# rogue trader campaign. warmek grotgall



## jaggedjaw (Oct 2, 2010)

Hey I was going to start up a rouge trader campaign.
If your interested then you can post the following stuff here
Your characer's
_Name:_
_Age:_
_Homeworld:_
_History:_
Etc.(stats, weapons, equipment):
Open to all players.


----------



## komanko (May 16, 2010)

I have a few suggestions to give to you but I have to go to school right now so it will have to wait. I will shorten it by saying that you should read this:
http://www.heresy-online.net/forums/showthread.php?t=51459
http://www.heresy-online.net/forums/showthread.php?t=51459
http://www.heresy-online.net/forums/showthread.php?t=51458
You will get the point I'mtrying to pass here.

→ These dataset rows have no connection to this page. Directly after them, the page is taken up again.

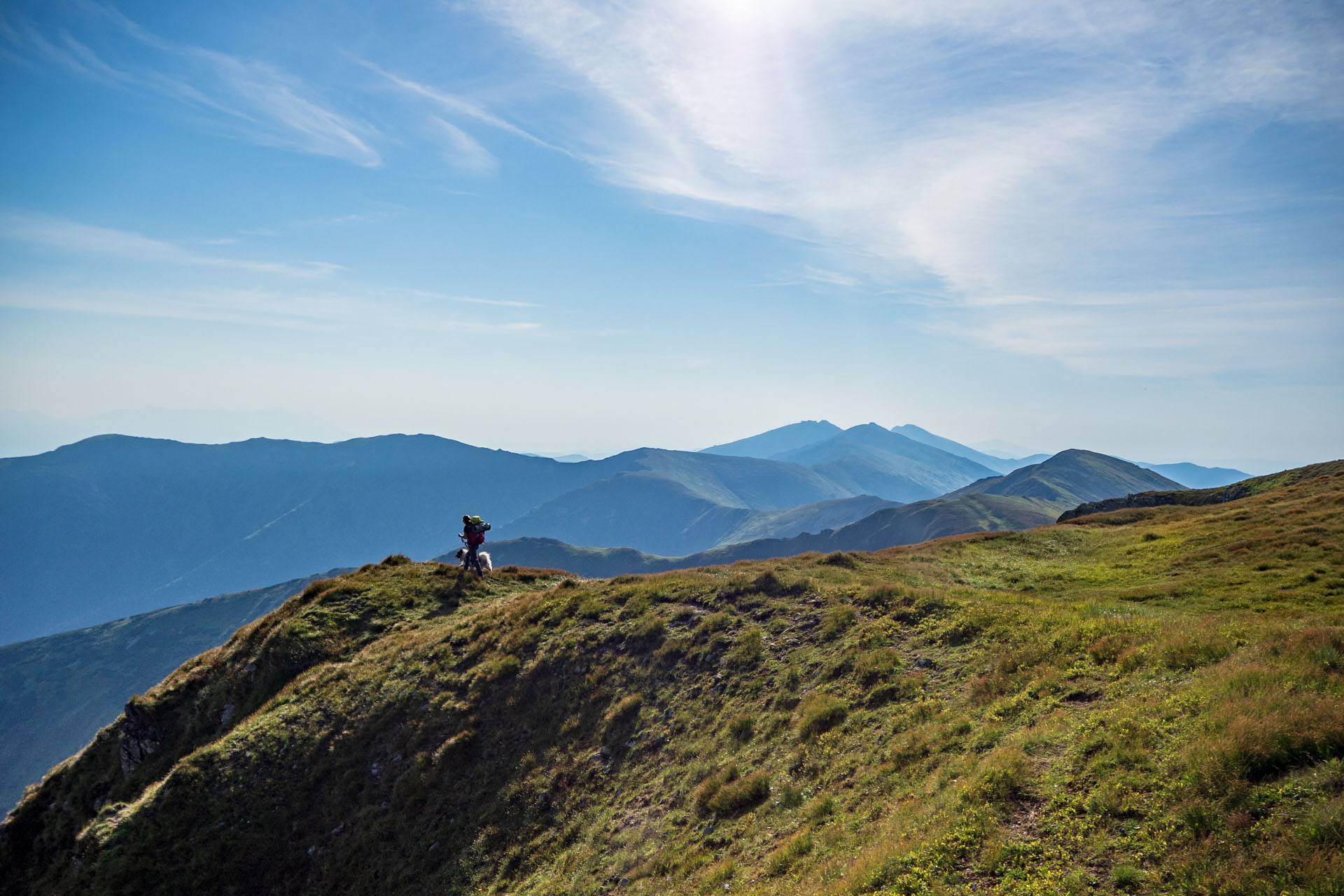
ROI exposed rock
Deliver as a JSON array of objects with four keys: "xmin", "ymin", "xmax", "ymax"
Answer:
[{"xmin": 118, "ymin": 700, "xmax": 159, "ymax": 778}]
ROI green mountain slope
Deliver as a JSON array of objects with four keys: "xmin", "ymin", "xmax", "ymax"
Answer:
[
  {"xmin": 700, "ymin": 421, "xmax": 844, "ymax": 458},
  {"xmin": 719, "ymin": 494, "xmax": 900, "ymax": 547},
  {"xmin": 0, "ymin": 435, "xmax": 897, "ymax": 642},
  {"xmin": 891, "ymin": 423, "xmax": 1026, "ymax": 473},
  {"xmin": 0, "ymin": 570, "xmax": 348, "ymax": 806},
  {"xmin": 0, "ymin": 463, "xmax": 1344, "ymax": 896},
  {"xmin": 500, "ymin": 468, "xmax": 897, "ymax": 556},
  {"xmin": 489, "ymin": 494, "xmax": 1059, "ymax": 576},
  {"xmin": 1138, "ymin": 462, "xmax": 1252, "ymax": 489},
  {"xmin": 776, "ymin": 423, "xmax": 995, "ymax": 501},
  {"xmin": 0, "ymin": 435, "xmax": 610, "ymax": 642},
  {"xmin": 945, "ymin": 449, "xmax": 1184, "ymax": 510},
  {"xmin": 1059, "ymin": 462, "xmax": 1338, "ymax": 523}
]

Sorry if its a little rude I'm just short on time right now.


----------



## jaggedjaw (Oct 2, 2010)

Ok sorry for that. Lets try that again.
The Baroque sub-sector. Located near the Halo stars it was once home to over 50 worlds all dedicated to further serve the God-Emperor. However, 10 years ago it was wrecked with WAAAGH! Grotgall, Led by a war mek who clad himself in a deff-dred that could kill space marines by the dozens and wrecked hundreds of tanks, many of which were impossible to replace. Eventually the war mek was killed by a warlord titan and the WAAAGH! dissipated down to simple ork tribes. Now there is another war going on, a civil war between cultists, pirates, and the Imperial Guard and the adeptus arbites. And like every other war, there is a high demand for weapons.

Rules
you can use people with at least, 5,000 xp. from dark heresy. Ork weaponry is average(lots of shoota's, choppa's, and slugga's lying around) and that there are 6 new weapons and items: grot blasta, six-shoota, inferno bolts, daemon sword, stikk bombs, and kannon(working on the rules). 
character template:
Name:
Age:
Appearance:
Personality:
Background:
Class:
Weapons (characters are limited to choosing up to two of weapons):
Equipment:

Open to any person interested. need at least 6 people(at least one rouge trader)


----------